DAİŞ saldırılarının ardından dördüncü kez sandık başına giden Irak halkı, aradığı siyasi istikrarı bir türlü bulamadı. Son seçimlere de şaibe söylemleri damga vurmuştu. Irak’ta yaşanan ekonomik, siyasi ve güvenlik sorunların gölgesinde seçimlere gidilmişti. Seçimlerle yenilenen parlamento bu sorunlara çözüm bulamadı. Halkın protesto eylemleri aylarca sürmüş, yaşanan çatışmalarda can kaybı yaşanmış ve yine de sorunlar giderilememişti. Aslında hükümet de kurulamadı. Geçici başbakan, süresi dolmuş Cumhurbaşkanlığı ile yönetildi. İç çelişkiler ve dış müdahaleler nedeniyle siyasi vesayetle yönetilen bir ülke haline geldi.
Tek parti olarak seçime katılmanın yanında ağırlıklı olarak Koalisyonlarla seçimlere gidilmektedir. İbadi’nin Zafer (Nasır) koalisyonu, Haşdi Şabi’nin Fetih koalisyonu, Maliki’nin Kanun Devleti koalisyonu gibi üç koalisyon ile Sadr hareketi, Şiilerin parçalı durumunu göstermektedir. Benzer bir durum Sünniler arasında da yaşanmaktadır. İyad Allavi’nin başını çektiği Vataniye koalisyonu ve Hamis El Hancer’in Karar koalisyonu Sünnileri de bölmüş durumdadır. Daha başka koalisyon ve hareket örgütlenmeleri de mevcuttur. Kerkük Türkmenler cephesi, KDP, YNK, Goran hareketi, Kürdistan federe bölgesindeki partiler birlik oluşturmaktan uzaktır. Irak’taki etnik ve mezhepler üzerine kurulan siyasi partiler istikrarsızlığın temel nedenini oluşturmaktadır. Aralarında çok ciddi siyasi kutuplaşmalar mevcuttur.
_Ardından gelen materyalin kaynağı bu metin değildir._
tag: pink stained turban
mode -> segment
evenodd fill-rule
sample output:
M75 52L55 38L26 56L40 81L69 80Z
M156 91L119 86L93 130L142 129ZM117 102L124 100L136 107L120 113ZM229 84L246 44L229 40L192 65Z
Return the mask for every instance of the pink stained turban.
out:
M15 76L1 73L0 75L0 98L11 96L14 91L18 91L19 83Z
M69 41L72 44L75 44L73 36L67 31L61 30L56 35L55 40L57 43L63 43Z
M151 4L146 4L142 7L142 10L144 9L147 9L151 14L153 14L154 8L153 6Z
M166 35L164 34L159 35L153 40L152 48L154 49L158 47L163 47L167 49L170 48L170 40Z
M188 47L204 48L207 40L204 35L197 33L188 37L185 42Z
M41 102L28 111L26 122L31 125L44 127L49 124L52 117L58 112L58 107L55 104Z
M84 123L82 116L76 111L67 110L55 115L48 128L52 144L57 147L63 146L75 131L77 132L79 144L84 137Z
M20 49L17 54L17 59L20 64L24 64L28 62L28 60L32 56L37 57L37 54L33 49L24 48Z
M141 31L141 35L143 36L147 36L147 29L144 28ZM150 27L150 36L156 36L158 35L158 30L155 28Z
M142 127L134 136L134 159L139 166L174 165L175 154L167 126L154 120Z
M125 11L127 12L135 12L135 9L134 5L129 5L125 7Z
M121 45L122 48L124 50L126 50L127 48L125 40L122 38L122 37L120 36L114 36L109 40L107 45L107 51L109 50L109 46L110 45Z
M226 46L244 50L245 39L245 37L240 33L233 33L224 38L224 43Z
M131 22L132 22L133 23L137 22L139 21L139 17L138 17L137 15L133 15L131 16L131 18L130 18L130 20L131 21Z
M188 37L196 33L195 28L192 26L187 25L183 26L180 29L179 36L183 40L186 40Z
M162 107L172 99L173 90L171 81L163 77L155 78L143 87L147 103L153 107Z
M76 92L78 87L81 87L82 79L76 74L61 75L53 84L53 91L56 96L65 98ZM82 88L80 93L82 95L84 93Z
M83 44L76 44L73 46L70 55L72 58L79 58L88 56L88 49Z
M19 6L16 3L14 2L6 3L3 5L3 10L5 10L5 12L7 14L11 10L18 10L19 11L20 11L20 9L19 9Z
Irak’ta ki siyasi parçalanmışlık ve istikrarsızlık daha da derinleştirmektedir. Ekonomik krizden kurtulamayan Irak’ın, yerlerine dönemeyen binlerce sığınmacı sorunu yanında çok ciddi güvenlik sorunu siyasi sorunla bütünleşince içinden çıkılmaz bir hal almaktadır. Bu tablo ile ne kadar seçimlere gidilse de kendi kronik yapısal sorunlarını çözmekten uzaktır. Siyasetin kurgulandığı biçimde uzun vadeli çözümler üretmesi beklenemez. İran, Türkiye, ABD ve İsrail’in bölgeye fiili müdahaleleri de dikkate alındığında işler daha da karmaşık hale gelmektedir.
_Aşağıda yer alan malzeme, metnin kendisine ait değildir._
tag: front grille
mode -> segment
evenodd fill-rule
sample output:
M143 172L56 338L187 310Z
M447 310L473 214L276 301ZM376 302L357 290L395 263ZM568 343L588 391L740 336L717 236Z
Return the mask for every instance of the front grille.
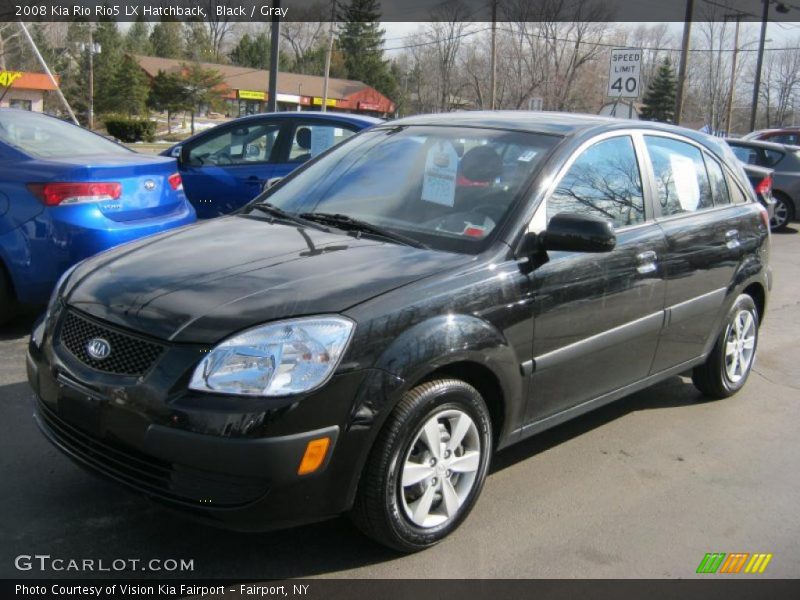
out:
M103 326L72 310L67 311L59 335L64 347L82 363L116 375L144 375L164 350L159 344ZM86 345L95 338L111 346L108 358L95 360L89 356Z
M42 402L37 414L48 437L68 455L148 496L183 505L230 508L249 504L267 491L263 480L201 471L100 441L65 422Z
Haziran 2022 de, 73 milletvekili sayısıyla parlamentoda çoğunluğu bulunan Sadr hareketi, parlamentodan çekilme kararı almasıyla yeni bir protesto dalgasına yol açmış, taraftarları meclis binasını basmış, onlarca kişinin ölümüne yüzlerce kişinin yaralanmasına mal olmuş silahlı çatışmalar başlamıştı. Uzun bir aradan sonra parlamento tekrar toplanmış ve bir türlü seçilemeyen Cumhurbaşkanlığı seçimi 13 Ekim’de gerçekleştirilmişti. Kürtlerden oluşması gereken Cumhurbaşkan seçimine iki adayla gidildi. KDP’ nin desteklediği aday Abdulatif Cemal Reşit 5. Irak Cumhurbaşkanı olarak seçildi. YNK ve KDP arasında bir soruna dönüşen Cumhurbaşkanlığı seçimi İran ve Türkiye’nin de taraf olması nedeniyle seçilememiş ve ertelenmişti. KDP’nin desteklediği adayın kazanması İran ve Türkiye’nin Irak’ta ki siyasi dengeleri etkileyecektir.
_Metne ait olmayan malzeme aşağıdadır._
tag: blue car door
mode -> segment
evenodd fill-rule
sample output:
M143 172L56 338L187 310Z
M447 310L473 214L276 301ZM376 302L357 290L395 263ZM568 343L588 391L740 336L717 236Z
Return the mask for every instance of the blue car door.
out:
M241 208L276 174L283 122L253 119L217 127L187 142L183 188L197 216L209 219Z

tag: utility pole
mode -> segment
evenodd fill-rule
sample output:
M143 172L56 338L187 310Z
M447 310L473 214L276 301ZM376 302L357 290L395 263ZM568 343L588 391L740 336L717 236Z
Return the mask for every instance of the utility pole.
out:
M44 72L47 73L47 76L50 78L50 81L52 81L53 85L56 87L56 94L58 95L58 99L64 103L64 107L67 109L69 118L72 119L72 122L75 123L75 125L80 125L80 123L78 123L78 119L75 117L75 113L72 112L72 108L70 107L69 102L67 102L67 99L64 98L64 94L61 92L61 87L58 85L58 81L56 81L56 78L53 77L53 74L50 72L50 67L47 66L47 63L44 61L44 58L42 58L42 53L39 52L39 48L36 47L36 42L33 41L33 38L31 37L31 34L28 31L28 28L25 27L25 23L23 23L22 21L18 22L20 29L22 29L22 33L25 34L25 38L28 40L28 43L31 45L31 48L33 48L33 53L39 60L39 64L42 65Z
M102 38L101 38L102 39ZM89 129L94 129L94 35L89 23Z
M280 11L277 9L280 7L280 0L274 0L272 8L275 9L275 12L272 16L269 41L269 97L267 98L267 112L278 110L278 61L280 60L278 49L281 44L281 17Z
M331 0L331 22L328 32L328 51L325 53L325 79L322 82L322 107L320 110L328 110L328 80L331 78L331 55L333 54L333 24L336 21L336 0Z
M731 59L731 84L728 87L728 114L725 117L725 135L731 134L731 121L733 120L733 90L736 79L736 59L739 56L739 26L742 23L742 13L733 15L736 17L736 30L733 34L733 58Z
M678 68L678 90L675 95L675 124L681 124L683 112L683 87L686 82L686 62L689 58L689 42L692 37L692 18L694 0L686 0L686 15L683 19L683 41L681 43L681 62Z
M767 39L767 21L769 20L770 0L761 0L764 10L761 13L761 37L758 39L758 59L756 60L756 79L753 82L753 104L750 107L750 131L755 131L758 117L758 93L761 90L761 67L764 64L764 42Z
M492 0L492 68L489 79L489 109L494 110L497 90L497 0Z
Yeni seçilen Cumhurbaşkanı Reşit, hükümet kurma görevini Şii lider Muhammed Şiya es Sudani’ye verdi. İran’ın da onayladığı Başbakan adayı Sudani henüz hükümeti kurmak için tarafların uzlaşmasını beklemektedir. Parlamentoda onaylanması için mevcut parçalı yapının uzlaşmasına ihtiyaç vardır. Daha önce Sadr hareketinin bu ismin başbakanlığına itirazları vardı. Yeniden aday gösterilmesi ve seçilmesi halinde bir uzlaşmanın sağlandığı anlamına gelmektedir.
Oldukça meşakkatli bir süreç yaşayan Irak halkı, kendi siyasi geleceğini belirlemede sıkıntılarını aşması oldukça zor görünmektedir. Ekonomik, siyasi, güvenlik sorunların çözümü de Irak’a oldukça Irak (uzak) durumdadır.
Irak’ta ki yapısal sorunların çözümü, köklü siyasi yapılanmayla ancak mümkün olacaktır. Konfedere yönetim sistemine, demokrasinin içselleşmesine, etnik ve mezhepler üstü politik ön görüye ihtiyaç vardır. Bu sağlanmadığı müddetçe Irak, daha da kötü bir duruma düşmekten kurtulamaz. Sorunların aşılmaması halinde, parçalanmaya kadar gidecek ve mezhepler arası iç savaş da dahil sonucu kestirilemeyecek sürecin başlangıcında yer aldığını belirtmekte fayda vardır. Mevcut seçimler, hükümet kurmalar, süre gelen siyasi kargaşa ve bunu sürekli besleyen, ekonomik krizleri, yolsuzlukları, açlığı, sefaleti, adaletsizliği, siyasetteki vesayeti, dış müdahale etkilerini, güvenlik zafiyetini aşacak durumdan yoksundur.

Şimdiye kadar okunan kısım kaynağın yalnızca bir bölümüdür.